Unified Addresses enable recipients to specify their preference for how they want to receive funds, but the sender is always the final arbiter of what goes into a transaction, being the one creating it. A UA that contains multiple receivers is indicating that it is okay for the sender to choose any of the receivers (since it is impossible to distinguish between a sender whose wallet cannot send to a more preferred recipient type that may be unknown to them, and one lying about not being able to do so). Providing an Orchard-only UA requires that the sender creates an Orchard output for you (you are preventing them creating a transparent or Sapling output instead), but places no obligation on where their funds come from.

The privacy policy field that we added to z_sendmany is to help the sender control what they reveal in the transactions they create (with a default of FullPrivacy if UAs are involved, so the sender needs to make an explicit choice).

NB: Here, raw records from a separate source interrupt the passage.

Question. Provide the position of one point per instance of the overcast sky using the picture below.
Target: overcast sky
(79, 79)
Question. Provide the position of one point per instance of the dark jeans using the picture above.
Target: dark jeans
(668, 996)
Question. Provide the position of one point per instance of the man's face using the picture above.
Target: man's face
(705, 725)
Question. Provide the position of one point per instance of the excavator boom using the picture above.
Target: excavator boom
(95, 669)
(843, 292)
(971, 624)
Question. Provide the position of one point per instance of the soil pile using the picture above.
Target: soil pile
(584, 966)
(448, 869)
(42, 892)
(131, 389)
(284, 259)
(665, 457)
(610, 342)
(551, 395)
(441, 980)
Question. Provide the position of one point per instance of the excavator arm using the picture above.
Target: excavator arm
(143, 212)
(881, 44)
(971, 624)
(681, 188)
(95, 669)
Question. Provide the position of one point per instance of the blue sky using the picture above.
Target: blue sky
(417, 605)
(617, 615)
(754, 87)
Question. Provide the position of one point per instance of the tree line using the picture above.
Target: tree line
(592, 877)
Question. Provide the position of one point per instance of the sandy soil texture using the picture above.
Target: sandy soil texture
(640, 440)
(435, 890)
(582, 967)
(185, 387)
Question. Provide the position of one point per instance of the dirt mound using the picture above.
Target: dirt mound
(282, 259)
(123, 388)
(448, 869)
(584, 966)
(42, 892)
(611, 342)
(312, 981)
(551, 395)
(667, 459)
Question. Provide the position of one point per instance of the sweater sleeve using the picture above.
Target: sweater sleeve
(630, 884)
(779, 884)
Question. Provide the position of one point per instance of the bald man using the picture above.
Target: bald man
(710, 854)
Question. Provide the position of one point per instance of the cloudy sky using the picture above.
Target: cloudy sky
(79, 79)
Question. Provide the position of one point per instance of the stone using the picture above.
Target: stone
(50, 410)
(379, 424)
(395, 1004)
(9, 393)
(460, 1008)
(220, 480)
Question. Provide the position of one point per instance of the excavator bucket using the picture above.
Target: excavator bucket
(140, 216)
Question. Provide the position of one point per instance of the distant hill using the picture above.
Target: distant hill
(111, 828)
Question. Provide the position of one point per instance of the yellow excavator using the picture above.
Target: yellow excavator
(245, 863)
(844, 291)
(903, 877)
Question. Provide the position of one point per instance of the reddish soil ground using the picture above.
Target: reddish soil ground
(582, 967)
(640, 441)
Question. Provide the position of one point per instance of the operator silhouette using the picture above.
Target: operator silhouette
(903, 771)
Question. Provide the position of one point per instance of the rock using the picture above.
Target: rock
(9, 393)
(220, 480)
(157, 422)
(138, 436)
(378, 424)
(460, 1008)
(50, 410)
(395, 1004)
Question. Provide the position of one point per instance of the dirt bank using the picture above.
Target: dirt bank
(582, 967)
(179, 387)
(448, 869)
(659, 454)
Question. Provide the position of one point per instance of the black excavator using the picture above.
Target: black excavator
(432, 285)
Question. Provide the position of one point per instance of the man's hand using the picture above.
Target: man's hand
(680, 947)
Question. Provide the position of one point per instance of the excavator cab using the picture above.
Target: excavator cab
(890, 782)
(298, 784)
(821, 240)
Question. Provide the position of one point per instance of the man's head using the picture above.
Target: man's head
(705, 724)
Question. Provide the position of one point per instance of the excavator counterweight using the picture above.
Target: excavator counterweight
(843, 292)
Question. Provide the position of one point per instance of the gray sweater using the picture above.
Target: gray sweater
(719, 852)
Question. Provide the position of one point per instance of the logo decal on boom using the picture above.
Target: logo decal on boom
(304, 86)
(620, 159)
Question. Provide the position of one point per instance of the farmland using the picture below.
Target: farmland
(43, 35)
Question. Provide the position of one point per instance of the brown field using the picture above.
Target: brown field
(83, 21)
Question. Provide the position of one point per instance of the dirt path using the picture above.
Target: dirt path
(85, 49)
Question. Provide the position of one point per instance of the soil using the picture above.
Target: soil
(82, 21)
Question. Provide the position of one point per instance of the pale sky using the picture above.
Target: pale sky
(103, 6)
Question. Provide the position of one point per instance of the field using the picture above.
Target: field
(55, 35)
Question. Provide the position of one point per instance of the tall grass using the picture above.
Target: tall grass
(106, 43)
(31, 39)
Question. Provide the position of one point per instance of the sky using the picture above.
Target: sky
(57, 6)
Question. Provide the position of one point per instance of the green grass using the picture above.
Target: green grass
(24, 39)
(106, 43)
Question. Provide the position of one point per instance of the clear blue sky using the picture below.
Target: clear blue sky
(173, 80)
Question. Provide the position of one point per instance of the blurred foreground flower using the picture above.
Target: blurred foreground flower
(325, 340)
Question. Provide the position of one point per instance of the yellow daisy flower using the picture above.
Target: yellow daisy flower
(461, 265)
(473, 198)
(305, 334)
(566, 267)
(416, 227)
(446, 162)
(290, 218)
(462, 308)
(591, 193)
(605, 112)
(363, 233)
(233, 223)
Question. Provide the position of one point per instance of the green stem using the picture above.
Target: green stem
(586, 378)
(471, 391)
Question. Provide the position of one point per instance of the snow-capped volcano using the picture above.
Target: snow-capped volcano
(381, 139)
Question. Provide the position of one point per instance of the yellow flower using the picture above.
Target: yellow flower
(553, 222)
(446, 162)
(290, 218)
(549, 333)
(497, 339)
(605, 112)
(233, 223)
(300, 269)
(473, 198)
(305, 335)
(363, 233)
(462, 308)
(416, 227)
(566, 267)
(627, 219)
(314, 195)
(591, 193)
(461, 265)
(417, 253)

From the perspective of a receiver with an Orchard-only UA, they can receive transactions under sender-chosen FullPrivacy, AllowRevealedAmounts, and AllowRevealedSenders policies. (They can also receive transactions under weaker sender policies like AllowRevealedRecipients, but those can only reveal information about other recipients, not the Orchard-only UA recipient.)

The reason that diversifier indices exist is precisely for this reason. Sapling and Orchard receivers contain diversifiers that are visible to whoever has the address, and we desired a security property where two diversified addresses can’t be linked solely from the addresses alone. If diversifiers were picked sequentially then that would provide a pretty strong heuristic for linking addresses to the same account. Instead, we use Format-Preserving Encryption (specifically the FF1 algorithm) to map sequential diversifier indices to pseudorandom diversifiers.

Long story short: you can pick diversifier indices that are meaningful to you however you want, and they will only be visible to someone who can obtain a viewing key for the corresponding account. One use case we imagined is having diversifier indices map to client numbers, for a business that wants to give out unique addresses to each client (and therefore be able to determine which client paid them based on which diversified address the payment was received on) while still having a single account of funds to manage.

UAs are just an address encoding mechanism, and internally support both transparent and Sapling receivers. So if a vendor currently supports Zcash (transparent and/or Sapling) then they can absolutely start accepting UAs from customers (from which they can extract the receivers they are able to work with, if any), and generating UAs to give to customers (this is where customer wallets would need to know how to parse UAs in order to send funds to them, but any transparent or Sapling receiver inside a UA can be extracted and encoded in its legacy format for compatibility).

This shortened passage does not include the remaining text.